The D-550 is the rackmount equivalent of the Roland D-50, Roland's first fully digital synthesizer. Its synthesis is touted as Linear Arithmetic, which consists of layering periodic waveforms with sampled attack transients. Editing on the D-550 is not as convenient as on the D-50, due to the lack of vector joystick, soft buttons, and data entry slider, although the void is easily filled with the PG-1000 programmer.
The D-550 has sixteen note polyphony, although most patches are layers which limits polyphony to 8 voices. Two oscillators are available per voice, consisting of sampled attack transients or square or sawtooth periodic waves. The periodic waveforms' cycle can be modulated: PWM for the square wave and slope modulation for the sawtooth. Digital low pass filtering is only available for the periodic waves and resonance does not track the cutoff frequency. Seperate amplitude envelopes and modulation are available for the two oscillator sections, allowing a sampled attack transient to fade into a cylic waveform. Ring modulation between two cyclic waveforms is also supported. Three envelopes are available but are hardwired to PWM, amplitude, and filter cut-off, however the 3 LFOs have a multitude of destinations. Two band EQ, with variable frequency and Q for the highs, and chorus/flanger are available for each voice.

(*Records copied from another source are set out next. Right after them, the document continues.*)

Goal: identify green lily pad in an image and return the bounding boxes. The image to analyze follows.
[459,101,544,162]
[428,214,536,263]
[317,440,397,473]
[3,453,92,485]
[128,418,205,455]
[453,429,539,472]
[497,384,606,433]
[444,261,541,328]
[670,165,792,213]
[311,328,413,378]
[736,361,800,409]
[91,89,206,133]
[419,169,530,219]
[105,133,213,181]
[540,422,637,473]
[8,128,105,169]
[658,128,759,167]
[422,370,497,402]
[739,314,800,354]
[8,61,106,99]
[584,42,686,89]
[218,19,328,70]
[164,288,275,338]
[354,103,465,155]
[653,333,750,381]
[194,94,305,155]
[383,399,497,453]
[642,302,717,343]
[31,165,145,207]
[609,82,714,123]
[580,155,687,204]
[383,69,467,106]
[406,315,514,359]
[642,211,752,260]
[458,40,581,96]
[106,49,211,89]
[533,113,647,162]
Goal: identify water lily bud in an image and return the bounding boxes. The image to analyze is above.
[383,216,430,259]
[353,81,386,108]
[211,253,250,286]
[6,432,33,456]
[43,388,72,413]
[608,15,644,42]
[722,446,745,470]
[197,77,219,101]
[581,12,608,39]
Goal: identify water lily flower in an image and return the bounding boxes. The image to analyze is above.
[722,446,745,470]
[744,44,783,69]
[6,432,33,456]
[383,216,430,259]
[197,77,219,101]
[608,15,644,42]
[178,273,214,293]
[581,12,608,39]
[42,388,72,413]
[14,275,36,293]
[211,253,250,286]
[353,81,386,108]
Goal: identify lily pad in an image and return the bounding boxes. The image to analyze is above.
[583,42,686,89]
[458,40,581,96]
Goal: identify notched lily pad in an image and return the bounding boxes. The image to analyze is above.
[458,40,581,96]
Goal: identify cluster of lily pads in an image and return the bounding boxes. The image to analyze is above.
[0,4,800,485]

Reverb and delay are global and while I'm sure they were par for the late '80s, they now pale in comparison to today's inexpensive outboard. The D-550 is often written off as sounding dated, although this is due more to the generic patches than its true capability. I've been able to achieve some truely astounding patches, some which cannot be duplicated on my newer synthesizers or samplers. If you like digital grunge, looped waveforms, shimmering highs, and dare to be different, look into a Roland D-550.
The PG-1000 is the dedicated programmer for the D-50 and D-550. Unlike several programmers for MKS series synths, the PG-1000 communicates with the D-550 via MIDI system exclusive and is powered by an external 9V power supply. The unit has four MIDI connectors: one for MIDI in, a MIDI thru, a MIDI out which transmits PG-1000 data merged with the incoming MIDI stream, and a second MIDI in used for displaying parameter values of the currently edited patch, which are transmitted by the MIDI out of the D-50 or D-550. The PG-1000 sports an impressive number of faders, but many serve multiple purposes for each patch's four partials, two tones, and common parameter block. Still, programming is fairly straight forward with the addition of a backlit LCD and dedicated partial and tone select buttons.